Consensus and RAFT’s Log replication
Problems that are related to the Consensus problem:
- The ordering of messages (Make sure that all servers in the group receive the same updates in the same order as each other→Totally ordered multicast)
- The up/down status of a suspected failed process (To keep servers' own local lists where they know about each other, and when anyone leaves or fails, everyone is updated simultaneously→Group membership/Failure detection)
- Who the leader is (Elect a leader among the group of servers and let everyone in the group know about it→Leader Election)
- Who has access to the critical resource (To ensure mutually exclusive access to a critical resource like a file→Mutual Exclusion)
What is Consensus?
So, we have N processes and each process P has input variable $x_p$: initially either 0 or 1 ****and ****output variable $y_p$: initially undecided (can be changed only once)

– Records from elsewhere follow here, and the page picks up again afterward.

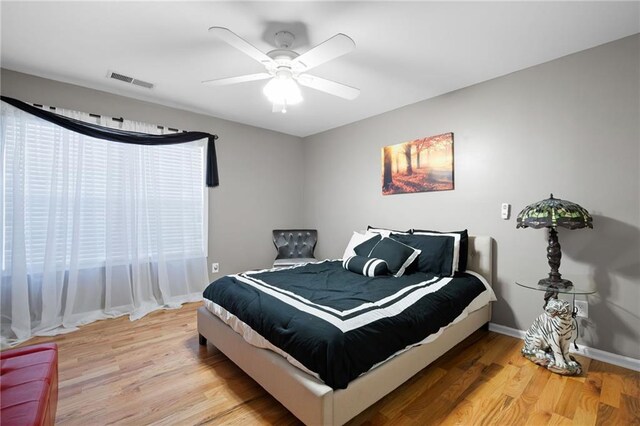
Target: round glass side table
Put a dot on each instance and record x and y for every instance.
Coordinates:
(548, 339)
(581, 286)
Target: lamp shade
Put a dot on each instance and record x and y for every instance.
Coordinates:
(554, 212)
(283, 90)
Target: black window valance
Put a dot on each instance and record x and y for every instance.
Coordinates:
(123, 136)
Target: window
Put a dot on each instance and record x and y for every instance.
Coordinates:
(97, 197)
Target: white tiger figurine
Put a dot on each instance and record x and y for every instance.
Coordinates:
(547, 340)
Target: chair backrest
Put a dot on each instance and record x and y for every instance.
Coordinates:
(295, 243)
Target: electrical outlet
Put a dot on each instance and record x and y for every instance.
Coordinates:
(582, 307)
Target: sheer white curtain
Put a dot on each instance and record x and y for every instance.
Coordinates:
(94, 229)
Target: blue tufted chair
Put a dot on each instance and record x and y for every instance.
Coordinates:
(295, 246)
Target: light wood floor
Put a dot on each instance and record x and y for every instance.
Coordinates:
(153, 371)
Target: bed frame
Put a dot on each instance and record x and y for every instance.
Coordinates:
(315, 403)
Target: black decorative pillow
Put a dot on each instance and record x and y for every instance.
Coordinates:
(367, 266)
(397, 255)
(364, 248)
(464, 245)
(438, 253)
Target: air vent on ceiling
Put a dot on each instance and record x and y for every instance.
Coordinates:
(130, 80)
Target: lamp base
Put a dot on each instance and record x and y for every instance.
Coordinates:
(558, 283)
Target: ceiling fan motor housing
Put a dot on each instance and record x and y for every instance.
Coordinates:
(284, 39)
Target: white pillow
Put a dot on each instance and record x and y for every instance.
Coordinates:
(356, 239)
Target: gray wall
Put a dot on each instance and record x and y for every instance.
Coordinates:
(569, 127)
(256, 193)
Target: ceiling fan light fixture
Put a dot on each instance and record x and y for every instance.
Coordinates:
(283, 90)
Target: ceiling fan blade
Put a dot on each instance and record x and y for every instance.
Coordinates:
(235, 80)
(328, 86)
(336, 46)
(241, 44)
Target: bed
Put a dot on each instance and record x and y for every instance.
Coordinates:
(312, 400)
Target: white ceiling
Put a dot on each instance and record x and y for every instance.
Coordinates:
(406, 52)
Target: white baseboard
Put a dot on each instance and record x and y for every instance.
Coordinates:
(597, 354)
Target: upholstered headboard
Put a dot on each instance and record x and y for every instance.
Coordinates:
(481, 256)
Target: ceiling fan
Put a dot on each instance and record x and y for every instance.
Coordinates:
(285, 67)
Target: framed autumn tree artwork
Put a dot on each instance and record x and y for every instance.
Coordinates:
(421, 165)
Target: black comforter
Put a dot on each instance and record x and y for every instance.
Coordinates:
(338, 323)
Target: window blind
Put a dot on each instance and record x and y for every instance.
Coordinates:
(91, 184)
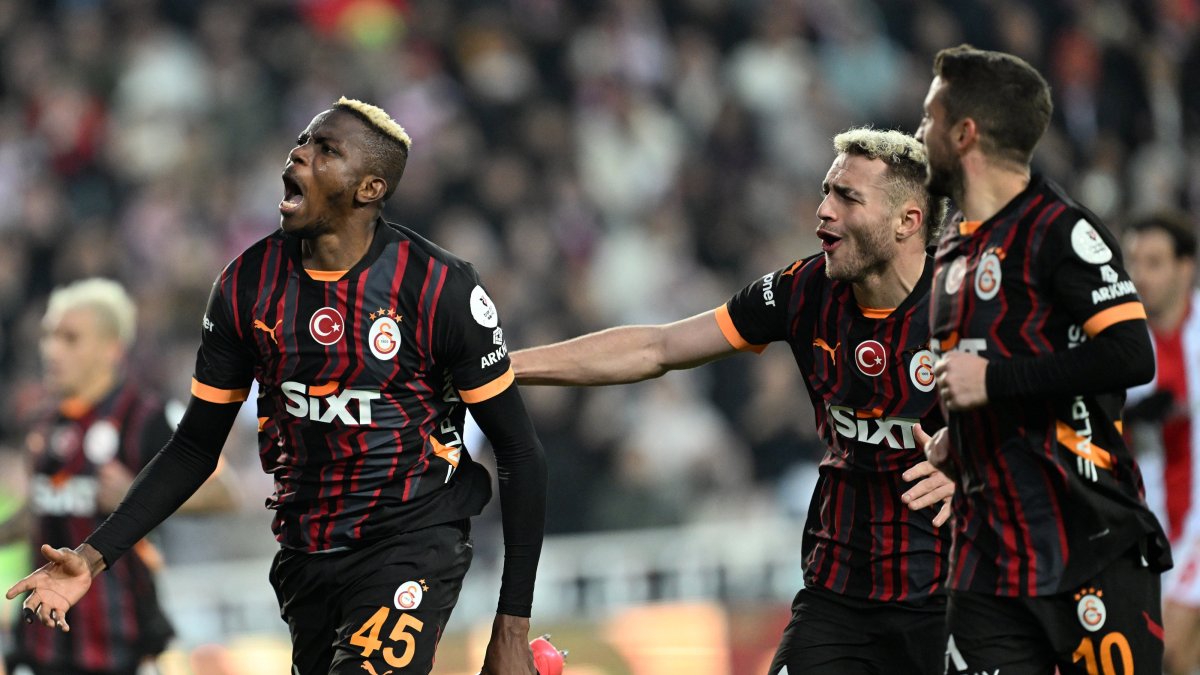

Consensus problem: Design a protocol that
- all non-faulty processes set their output variables to 0
- Or all non-faulty processes set their output variables to 1
- There is at least one initial state that leads to each outcomes 1 and 2 above
Every process contributes a value. The goal is to have all processes decide same (some)
value and decision once made can’t be changed.
Consensus protocol must have all these three properties:
- Termination (Progress). All non-faulty processes eventually decide on a value
- Agreement. All processes that decide do so on the same value.
- Validity. The value that has been decided must have proposed by some process.
Many problems in distributed systems are equivalent to consensus, such as Perfect Failure Detection, Leader election (select exactly one leader, and every alive
process knows about it) or Agreement (harder than consensus). So consensus is a very important problem.